Hello, and welcome to 2015: The year that we might view in hindsight as the start of peak display-ad on the web.

We're not immune to this at Emojipedia. As much as we love what we do — documenting emoji changelogs; creating mockups for new emoji candidates; as well as our ever-growing database of emoji images and search terms — all of this is paid for by display ads.

The trade-off for display ads is pretty clear:

  • Site has ads; can remain free to access
  • Site has no ads; must find another source of revenue

With iOS 9 just around the corner, much has been written how it supports ad-blocking apps; and what this means for websites using display ads as their primary source of income1.

In response to an article from Jean-Louis Gassée, Dave Mark on Loop Insight asks:

Where will the revenue come from? As ad blocking becomes standard practice, will mobile ads simply dry up and, eventually, disappear?

Rather than wait around to find out, we're trying something new at Emojipedia. Starting today:

Currently, Emojipedia sees about 12 million pages loaded each month, and this is increasing. In the next year, I expect to see over 160 million emoji searches on Emojipedia.
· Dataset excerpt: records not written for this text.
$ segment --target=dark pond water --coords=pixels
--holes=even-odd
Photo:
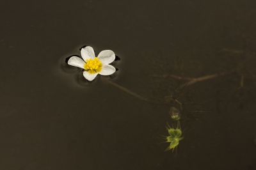
[[[0,8],[1,169],[256,169],[255,1]],[[118,70],[86,81],[65,63],[84,45],[113,50]],[[178,90],[188,81],[174,75],[204,78]],[[177,153],[161,143],[180,110],[172,99]]]

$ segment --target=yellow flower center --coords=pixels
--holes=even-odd
[[[102,69],[102,65],[97,58],[87,59],[86,62],[86,63],[84,65],[84,70],[90,74],[99,73]]]

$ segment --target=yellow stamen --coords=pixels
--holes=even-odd
[[[86,63],[84,64],[84,70],[90,74],[94,74],[100,72],[102,69],[102,64],[97,58],[95,59],[89,59],[85,61]]]

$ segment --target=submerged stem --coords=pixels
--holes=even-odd
[[[106,79],[106,78],[104,78],[103,77],[101,77],[101,78],[104,81],[106,81],[106,82],[111,84],[112,86],[114,86],[115,87],[116,87],[116,88],[118,88],[118,89],[120,89],[127,93],[128,94],[130,94],[131,95],[132,95],[133,97],[135,97],[136,98],[139,98],[139,99],[140,99],[141,100],[150,103],[150,104],[157,104],[157,105],[165,105],[165,104],[168,104],[167,102],[159,102],[151,100],[150,98],[147,98],[141,97],[141,96],[138,95],[137,93],[136,93],[134,92],[132,92],[132,91],[127,89],[127,88],[117,84],[116,83],[115,83],[115,82],[111,81],[108,80],[107,79]]]

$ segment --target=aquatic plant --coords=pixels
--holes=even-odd
[[[171,108],[170,108],[169,114],[173,120],[179,120],[180,119],[180,111],[174,107],[171,107]]]
[[[167,130],[170,134],[170,136],[164,136],[167,141],[165,143],[170,143],[169,147],[168,147],[165,151],[168,151],[173,149],[173,151],[174,148],[177,148],[177,146],[179,145],[179,141],[184,138],[184,137],[180,137],[182,132],[180,128],[180,123],[178,121],[177,125],[176,128],[173,128],[173,125],[172,128],[170,127],[168,124],[168,127],[166,127]]]
[[[93,81],[98,74],[108,75],[116,71],[114,66],[109,65],[115,58],[112,50],[102,50],[98,57],[95,57],[93,49],[86,46],[81,49],[81,54],[83,60],[81,58],[72,56],[68,59],[68,64],[84,69],[83,75],[90,81]]]

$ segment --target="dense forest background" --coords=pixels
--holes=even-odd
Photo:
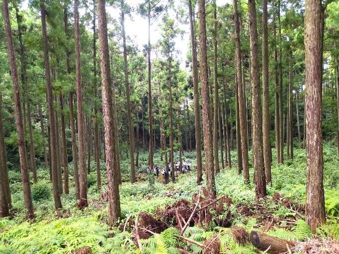
[[[0,15],[0,253],[338,253],[339,1]]]

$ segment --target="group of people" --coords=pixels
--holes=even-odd
[[[166,170],[166,167],[163,168],[162,170],[162,174],[163,175],[163,176],[164,176],[166,182],[167,182],[167,179],[168,179],[169,177],[169,174],[170,175],[171,175],[172,174],[171,164],[170,163],[169,163],[168,166],[169,168],[168,173],[167,172],[167,170]],[[189,172],[191,170],[191,162],[189,161],[185,161],[184,162],[183,162],[181,169],[182,169],[182,173],[184,173]],[[177,162],[174,164],[174,170],[175,174],[177,175],[179,173],[179,172],[180,171],[179,162]],[[154,174],[154,175],[155,176],[158,177],[159,176],[159,171],[160,171],[159,166],[157,164],[155,164],[153,166],[153,173]],[[152,171],[151,169],[151,167],[150,166],[148,166],[147,167],[147,169],[146,169],[146,172],[150,173],[151,171]]]

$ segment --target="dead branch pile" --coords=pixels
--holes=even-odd
[[[295,251],[302,254],[339,254],[339,241],[309,239],[306,242],[297,242]]]

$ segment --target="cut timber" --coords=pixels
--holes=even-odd
[[[252,231],[250,235],[252,244],[260,251],[265,251],[268,249],[267,253],[271,254],[287,253],[289,251],[287,246],[292,252],[293,252],[295,249],[293,243],[271,237],[265,234]]]

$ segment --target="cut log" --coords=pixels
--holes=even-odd
[[[271,254],[288,253],[288,248],[292,252],[295,249],[295,244],[292,242],[257,231],[252,231],[250,236],[252,244],[260,251],[267,251],[267,253]]]

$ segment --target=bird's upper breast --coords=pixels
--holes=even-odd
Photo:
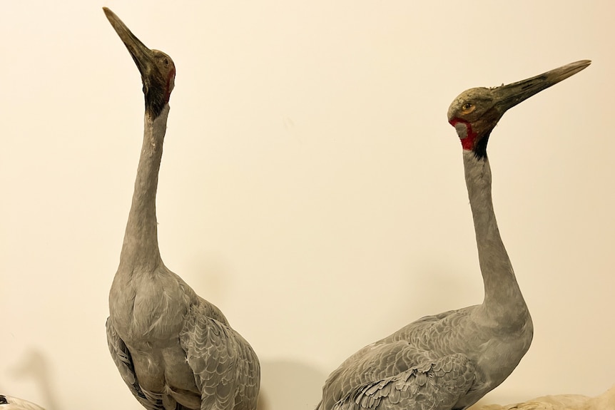
[[[147,341],[148,345],[163,346],[177,339],[190,301],[176,275],[136,275],[128,283],[116,285],[109,295],[109,310],[126,344]]]

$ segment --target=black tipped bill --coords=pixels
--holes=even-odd
[[[145,44],[141,42],[137,39],[136,36],[133,34],[126,25],[120,20],[120,18],[106,7],[103,7],[103,11],[105,12],[105,16],[118,36],[121,39],[122,42],[128,49],[128,52],[135,61],[141,76],[143,78],[151,75],[151,71],[154,68],[154,62],[152,58],[152,51],[148,48]]]
[[[590,63],[591,63],[590,60],[581,60],[527,80],[493,88],[496,106],[503,114],[507,110],[512,108],[534,94],[537,94],[545,88],[574,76],[589,66]]]

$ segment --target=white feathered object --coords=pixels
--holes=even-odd
[[[31,401],[0,394],[0,410],[45,410]]]
[[[474,406],[469,410],[615,410],[615,385],[597,397],[581,394],[543,396],[516,404]]]

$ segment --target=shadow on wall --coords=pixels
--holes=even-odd
[[[48,362],[39,351],[31,349],[26,351],[21,359],[9,369],[9,372],[15,379],[33,380],[41,390],[45,409],[57,410],[59,407],[54,394]],[[24,399],[27,399],[27,398]]]
[[[265,360],[258,410],[314,410],[327,374],[298,362]]]

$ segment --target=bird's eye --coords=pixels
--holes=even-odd
[[[464,114],[469,114],[476,109],[476,106],[472,103],[465,103],[462,106],[462,113]]]

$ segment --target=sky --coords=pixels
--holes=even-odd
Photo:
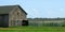
[[[0,5],[20,4],[27,18],[65,18],[65,0],[0,0]]]

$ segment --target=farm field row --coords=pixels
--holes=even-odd
[[[65,32],[65,27],[11,27],[0,28],[0,32]]]

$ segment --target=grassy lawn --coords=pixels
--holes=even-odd
[[[65,32],[65,27],[10,27],[0,28],[0,32]]]

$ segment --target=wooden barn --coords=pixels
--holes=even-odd
[[[0,27],[22,26],[27,22],[27,13],[20,5],[0,6]],[[25,22],[24,22],[25,21]]]

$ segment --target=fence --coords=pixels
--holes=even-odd
[[[37,27],[62,27],[65,26],[65,20],[55,20],[55,21],[29,21],[29,26]]]

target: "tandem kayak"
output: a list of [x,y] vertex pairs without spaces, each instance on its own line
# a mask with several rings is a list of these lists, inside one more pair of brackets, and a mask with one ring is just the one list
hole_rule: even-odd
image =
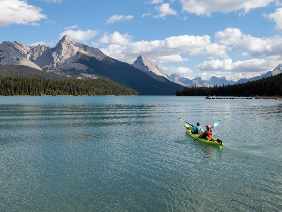
[[[199,134],[193,134],[191,132],[191,130],[188,129],[187,128],[189,128],[189,127],[190,127],[189,125],[188,124],[185,124],[185,125],[184,125],[184,127],[185,127],[185,129],[186,130],[186,132],[187,132],[187,133],[188,133],[188,134],[193,138],[194,140],[199,137]],[[210,141],[205,139],[200,138],[198,139],[197,139],[197,140],[201,141],[201,142],[202,142],[203,143],[210,144],[211,145],[213,145],[214,146],[216,146],[220,148],[221,148],[221,147],[222,145],[222,141],[218,139],[217,139],[216,140]]]

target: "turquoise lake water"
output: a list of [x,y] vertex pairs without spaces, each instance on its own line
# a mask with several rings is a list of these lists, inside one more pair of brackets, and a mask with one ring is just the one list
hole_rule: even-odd
[[[212,126],[221,149],[186,133]],[[282,101],[0,97],[0,211],[282,211]]]

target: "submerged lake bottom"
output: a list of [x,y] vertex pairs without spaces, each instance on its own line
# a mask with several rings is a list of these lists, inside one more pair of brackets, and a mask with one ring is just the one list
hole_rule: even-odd
[[[221,149],[187,133],[217,120]],[[282,211],[282,101],[0,97],[0,211]]]

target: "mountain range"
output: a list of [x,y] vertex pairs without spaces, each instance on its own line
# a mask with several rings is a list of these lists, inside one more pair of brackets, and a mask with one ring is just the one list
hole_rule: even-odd
[[29,46],[18,41],[2,42],[0,65],[11,64],[27,66],[39,72],[48,71],[67,78],[105,78],[132,88],[141,95],[175,95],[177,90],[183,88],[171,81],[157,80],[128,63],[66,35],[54,48],[40,44]]
[[141,55],[131,64],[146,73],[154,79],[162,82],[170,80],[183,86],[195,87],[213,87],[214,85],[221,86],[222,85],[232,85],[247,82],[276,75],[282,72],[282,64],[279,64],[273,71],[269,71],[264,74],[255,77],[247,79],[241,79],[237,82],[227,80],[224,76],[217,77],[213,76],[207,80],[202,80],[201,77],[196,77],[192,79],[183,77],[176,73],[173,73],[169,76],[163,72],[156,63],[146,57]]
[[8,65],[26,66],[38,72],[52,72],[53,77],[56,74],[60,79],[62,76],[106,78],[133,88],[139,95],[174,95],[177,90],[184,87],[209,87],[241,83],[282,72],[280,64],[273,71],[260,76],[241,79],[237,82],[227,80],[224,76],[212,76],[207,80],[201,77],[190,79],[176,73],[169,76],[157,64],[144,55],[139,56],[130,65],[107,56],[98,49],[78,43],[66,35],[54,47],[40,44],[29,46],[17,41],[3,42],[0,44],[0,65]]

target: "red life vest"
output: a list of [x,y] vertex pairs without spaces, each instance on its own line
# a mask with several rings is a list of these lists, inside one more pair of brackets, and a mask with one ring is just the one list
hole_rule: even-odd
[[212,134],[212,132],[211,131],[211,132],[209,132],[208,131],[206,131],[206,133],[207,134],[208,136],[209,136],[211,135]]

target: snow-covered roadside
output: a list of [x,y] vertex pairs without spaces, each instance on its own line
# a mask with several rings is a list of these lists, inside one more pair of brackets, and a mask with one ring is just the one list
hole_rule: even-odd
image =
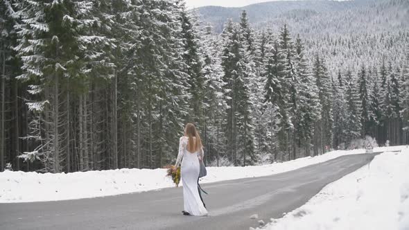
[[409,230],[409,148],[385,152],[263,227]]
[[[394,151],[406,146],[376,148],[374,152]],[[333,151],[315,157],[247,167],[209,167],[201,183],[270,175],[324,162],[365,150]],[[181,185],[182,184],[181,183]],[[40,174],[0,172],[0,203],[64,200],[147,191],[173,187],[165,169],[120,169],[85,172]]]

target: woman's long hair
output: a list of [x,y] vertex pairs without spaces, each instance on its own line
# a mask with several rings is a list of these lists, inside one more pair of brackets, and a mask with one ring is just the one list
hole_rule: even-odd
[[184,136],[187,136],[189,139],[187,150],[190,152],[195,152],[202,147],[200,135],[199,135],[199,132],[196,130],[195,125],[192,123],[187,123],[186,125],[186,127],[184,128]]

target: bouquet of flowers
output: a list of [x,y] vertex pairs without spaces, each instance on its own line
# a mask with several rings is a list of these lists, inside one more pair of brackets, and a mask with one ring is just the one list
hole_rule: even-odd
[[165,168],[168,169],[166,175],[172,178],[176,187],[178,187],[180,182],[180,167],[176,168],[174,166],[168,166]]

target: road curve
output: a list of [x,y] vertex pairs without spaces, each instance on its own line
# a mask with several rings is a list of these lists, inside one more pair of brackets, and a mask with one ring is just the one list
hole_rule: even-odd
[[[182,188],[60,202],[0,204],[0,229],[249,229],[305,204],[369,163],[347,155],[271,176],[204,184],[208,217],[182,215]],[[76,188],[81,189],[81,188]],[[36,191],[33,191],[35,193]]]

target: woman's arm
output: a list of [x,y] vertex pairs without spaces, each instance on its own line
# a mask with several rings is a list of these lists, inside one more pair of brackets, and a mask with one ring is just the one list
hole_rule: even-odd
[[203,157],[204,157],[204,151],[203,151],[203,146],[202,146],[202,148],[200,148],[200,161],[203,160]]
[[177,153],[177,159],[176,159],[176,163],[175,167],[179,167],[182,158],[183,158],[183,150],[186,148],[186,139],[184,136],[180,137],[179,139],[179,152]]

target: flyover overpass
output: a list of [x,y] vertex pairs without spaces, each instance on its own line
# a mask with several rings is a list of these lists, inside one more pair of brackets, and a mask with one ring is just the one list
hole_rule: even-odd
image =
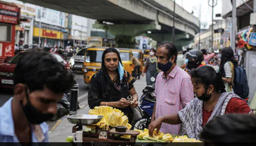
[[[116,36],[120,47],[132,46],[134,37],[140,35],[158,42],[172,40],[174,2],[171,0],[20,0],[97,20],[93,28],[107,29]],[[198,32],[199,21],[178,5],[175,12],[175,43],[185,46],[193,41]],[[152,33],[147,34],[147,31]]]

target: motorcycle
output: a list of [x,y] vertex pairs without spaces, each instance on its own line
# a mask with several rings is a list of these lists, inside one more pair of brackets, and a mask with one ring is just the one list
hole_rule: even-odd
[[55,121],[69,114],[70,109],[70,103],[67,94],[65,93],[63,98],[57,102],[57,114],[50,119],[50,121]]
[[[74,84],[77,83],[76,79],[74,80]],[[67,91],[64,93],[63,98],[57,101],[57,114],[53,117],[50,121],[55,121],[63,116],[67,115],[70,113],[70,102],[71,100],[71,90]],[[77,109],[81,108],[79,101],[78,101]]]
[[133,122],[132,129],[144,130],[144,128],[148,128],[155,103],[155,98],[154,96],[155,85],[154,84],[152,85],[147,85],[142,91],[143,94],[139,103],[140,107],[142,110],[143,116],[141,119]]

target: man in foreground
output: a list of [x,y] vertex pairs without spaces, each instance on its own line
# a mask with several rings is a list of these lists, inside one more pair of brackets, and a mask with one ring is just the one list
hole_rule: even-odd
[[14,96],[0,108],[0,142],[48,142],[44,122],[74,77],[50,54],[27,51],[14,70]]

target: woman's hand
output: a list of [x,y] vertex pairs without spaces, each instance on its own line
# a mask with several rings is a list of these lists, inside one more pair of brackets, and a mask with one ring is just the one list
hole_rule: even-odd
[[132,100],[132,105],[131,105],[131,106],[133,108],[136,108],[138,107],[139,103],[138,103],[137,99],[134,99],[133,100]]
[[152,116],[151,117],[151,120],[150,120],[150,123],[152,123],[154,121],[155,121],[155,116],[152,115]]
[[120,100],[117,102],[116,108],[124,108],[130,106],[131,100],[127,100],[126,99],[122,98]]

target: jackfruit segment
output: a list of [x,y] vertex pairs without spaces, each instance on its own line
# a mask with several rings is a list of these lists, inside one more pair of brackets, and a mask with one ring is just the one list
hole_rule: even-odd
[[121,138],[125,138],[125,139],[131,139],[131,135],[124,135],[124,136],[120,136]]
[[[144,129],[144,131],[140,130],[134,130],[133,131],[140,132],[140,134],[137,136],[138,139],[148,139],[149,137],[148,130],[146,128]],[[166,142],[171,141],[173,140],[171,135],[170,134],[164,134],[163,133],[161,133],[160,131],[156,134],[156,129],[155,129],[153,132],[153,138]]]
[[202,141],[195,138],[189,138],[186,135],[176,137],[172,142],[202,142]]
[[126,127],[127,129],[131,130],[131,129],[132,129],[132,125],[129,124],[129,123],[127,123],[127,124],[126,124]]
[[118,109],[109,106],[95,107],[94,109],[90,109],[88,113],[89,115],[104,116],[100,122],[93,125],[93,126],[104,129],[108,128],[109,125],[113,127],[117,126],[127,126],[127,129],[132,128],[132,125],[128,124],[127,116]]
[[167,133],[163,136],[162,140],[164,141],[171,141],[173,140],[171,135],[169,133]]

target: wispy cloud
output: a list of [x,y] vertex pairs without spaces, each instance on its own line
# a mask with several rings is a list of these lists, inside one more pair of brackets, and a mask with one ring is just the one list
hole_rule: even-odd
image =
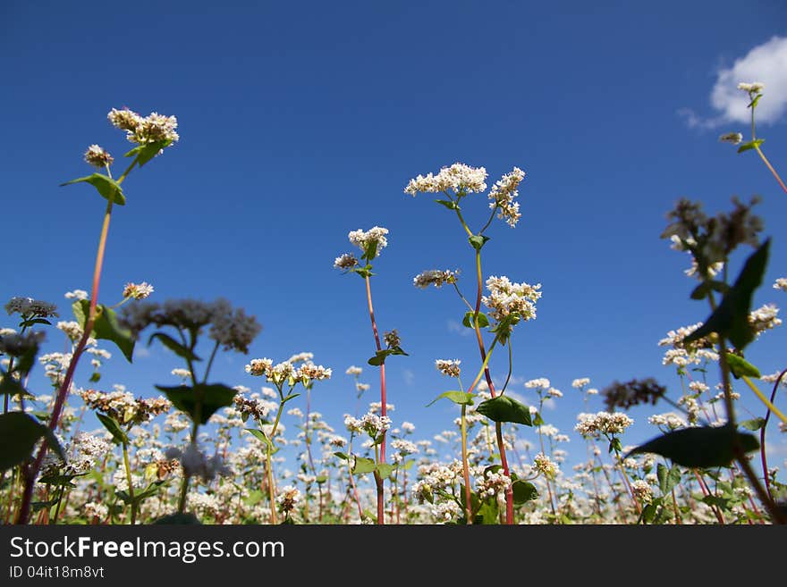
[[715,129],[731,122],[748,123],[751,113],[749,94],[738,89],[740,82],[765,84],[763,98],[757,105],[757,122],[777,122],[787,111],[787,38],[774,37],[758,45],[731,67],[720,68],[710,93],[712,116],[702,116],[689,108],[678,114],[690,128]]
[[448,328],[448,331],[453,334],[459,334],[460,336],[470,336],[473,333],[473,331],[470,328],[465,328],[461,325],[461,323],[458,323],[455,320],[449,320],[445,325]]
If you didn't just watch the talented Jonathan Mann tell you about our goal of dropping ads, let me explain:

  • Every emoji page on Emojipedia now has a section for a sponsor
  • When that emoji is adopted, its sponsor gets a space for their name, message, and URL on that page
  • As soon as an emoji is adopted, all the ads disappear from that page: No header ads. No footer ads. No ads in the middle of all those cute-yet-puzzling-emoji-images.

So come take a look at our updated site and tell us what you think of the changes. See how nice the adopted emoji pages look?

Is this a model for all websites looking to avoid the pitfalls of ad blocking? Probably not, but I hope that it is one way for advertisers to get through to users, in a way that doesn't detract from the task at hand.

I will report back.

(if you know a company that should adopt an emoji, point them to our Emoji Adoption page)


  1. Marco Arment also takes a thoughtful look at the so-called "ethics of modern web blocking" which is worth a read.